Seit die „Basler Zeitung“ nicht mehr ein reines Sprachrohr der Linken (und der Islamlobby) ist, die nun die „Meinungsvielfalt“ reklamiert, seit die linke Einheitsmeinung durchbrochen ist, die sie in der Tageswoche noch aufrechtzuhalten sucht, in der weiterhin ungebrochen die altbekannte rotgrüne Meinungsdiktatur herrscht, biete die BaZ gleichwohl vielen ultralinken Kommentatoren ihre Spalten an. Umgekehrt undenkbar. Unter Demokratie versteht man bei links das linke Meinungsmonopol und die Kriminalisierung des politischen Gegners.

Einer, der das wissen sollte und die Borniertheit der Genossen besser einschätzen dürfte, Helmut Hubacher, Alt-SP-Präsident der Schweiz, schreibt in der BaZ vom 5.1.13 in einer seiner Kolumnen („Wo ist das das Grab der Demokratie?“) ·

  • „Bei uns ist die andere Partei der politische Gegner, nicht der Feind“

Wirklich? Hubacher vergisst hier sorgfältig, dass das, was er abstreitet, charakteristisch ist für die Sozis. Die SVP und alle rechten Freiheitsparteien Europas sind für die Linken der politische Feind, der Freund ist der Islam. Die Islamlobby, die alle nicht linke Islamkritik verteufelt und dämonisiert, d.h. die Meinungsfreiheit im Sinne der OIC und des ARG liquidiert, ist die linke Genossenschaft. Doch, Herr Hubacher, Ihre Partei ist es, die die Menschenrechte an den Islam verrät und sich um die Schändung der Frauenrechte unter diesem Religionsregime foutiert. Ihre Partei ist es, die sich mit Moslemmachos verbrüdert wie ein Hans Ziegler mit einem Hani Ramadan. Nach den Nationalsozialisten, die mit den Muslimbrüdern paktierten, sind es heute die Internationalsozialisten, die mit der  Herrenmenschenideologie Islam kollaborieren und Islamkritik diffamieren; sie sind das Grab der Demokratie in Eurabia. Ich hoffe, Sie leben noch lange, um mitzubekommen, wohin das führt, was Ihre Genossen da treiben, denn die Folgen der Islamkollaboration werden auch sie zu spüren bekommen, wie die Linken im Iran, wenn endgültig Schluss ist mit der Demokratie CH, die nicht von den „Rechtspopulisten“ bedroht wird, nicht von Minarettgegnern, sondern von der totalitären Religionsherrschaft, die Europa verfinstert.

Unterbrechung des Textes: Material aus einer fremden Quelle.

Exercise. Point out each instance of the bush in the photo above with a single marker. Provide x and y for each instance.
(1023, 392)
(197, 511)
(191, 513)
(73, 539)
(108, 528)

Der einzige prominente Schweizer linke Publizist, der diese Islamservilität der Genossen, die das Ende der Demokratie bedeutet, mit der die Neue Linke notabene noch nie viel am Hut hatte (Hubacher meint vielleicht eine andere Linke, nicht die nach 68), beim Namen nennt, ist Frank A. Meyer. Aber auch er geht mit den Kriminellenfreunden im linken Lager schonend um, weil auch sein Feindbild halt doch wieder die SVP ist, nicht als Gegner, sondern als der politische Feind. Den Linken sind die Kriminellen, die mehrheitlich aus den Machokulturen stammen, trotz allem noch eher willkommen als alle SVP-Versuche, den Import von solchen Kriminellen, die Einheimische überfallen, zu stoppen oder zu reduzieren. Das Feindbild der kriminellenfreundlichen Linken bleibt die SVP, und selbst islamkritische Linke stellen die Kritik von „rechtspopulistischer“ Seite in die „fremdenfeindliche“ Ecke, wo mit dem Stigma „rechtspopulistisch“ gleich die Faschismuskeulem mitschwingt.

Die Diffamierungsmethoden der Linken haben fliessende Grenzen zur kriminellen Denunziation. Der Rassismusartikel wird von linker Seite als  Meinungsregulierungsinstrument gegen den politischen Gegner eingesetzt. Dabei geht es nicht um Rassismus, denn der Geschlechtsrassismus und Islam und seine echt rechtsextreme Behandlung der Kuffar und Apostaten ist den links korrupten Kollaborateuren völlig wurscht. Für das  Meinungsaufseher-lager sder Linken sind alle, die sich gegen den Kriminellenimport aus einem gewaltträchtigen Kulturkreis wehren, Rassisten; – sind Frauen, die sich über massive Belästigungen aus dem Moslemmachomilieu beschweren und das Moslemmachomilieu nicht genügen „respektieren“, gleich „rechtsextrem“.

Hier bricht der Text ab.